I think about the PSHE lesson a bit more. Then, as I get nearer home, I start thinking about my mum.
It’s Saturday and I get up early. The kitchen’s a mess. There’s a burnt out candle on the fridge and red wax all down the side. I clear it up, bin two empty bottles of vodka then go out into the garden. I’m practising twist-and-shoot when Mum hollers me. I check my watch. 11.32am. I’ve been training for three hours. I do my drag-the-ball-back, flick-it, bounce-it-on-my-knee-and-flick-it-to-the-other-foot trick for Mum.
Mum shouts, ‘I’m making you some lunch. Fish and parsley sauce!’
I give her the thumbs up, not because I’m hungry but because it’s ages since she’s cooked me anything.
After thirty minutes, I switch to half volley shots. The first time I try one, the ball bounces up faster than I expect. I miskick it and it balloons up. I hear it hit a kitchen window behind the shrubs.
Boosh! The window smashes.
Mum storms out.
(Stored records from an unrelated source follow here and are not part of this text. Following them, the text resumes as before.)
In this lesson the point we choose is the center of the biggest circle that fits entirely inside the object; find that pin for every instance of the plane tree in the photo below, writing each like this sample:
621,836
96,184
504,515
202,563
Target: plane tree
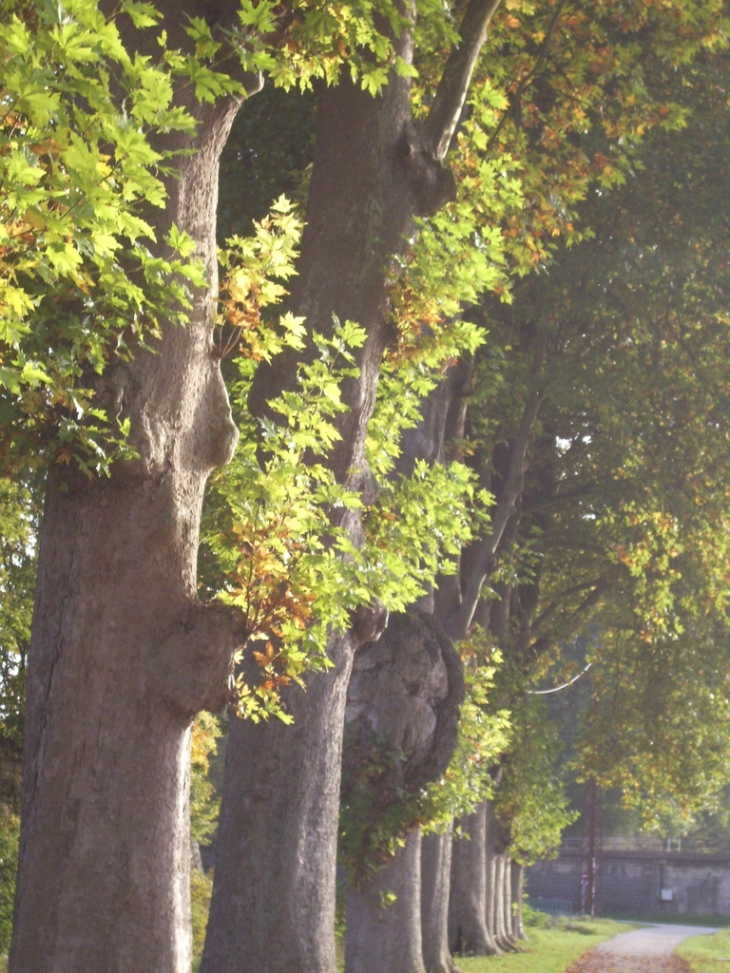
110,365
She weaves round the shrubs towards me and I can tell she’s been necking vodka. She’s got a plate in her hand, full of steaming food. She tries to chuck it at me. It lands on the grass about a metre away from her.
‘Salmon in parsley sauce, with petals of glass! You know how long that took me? You’re the devil’s child! I should have had an abortion!’
‘Fuck you!’ I reply.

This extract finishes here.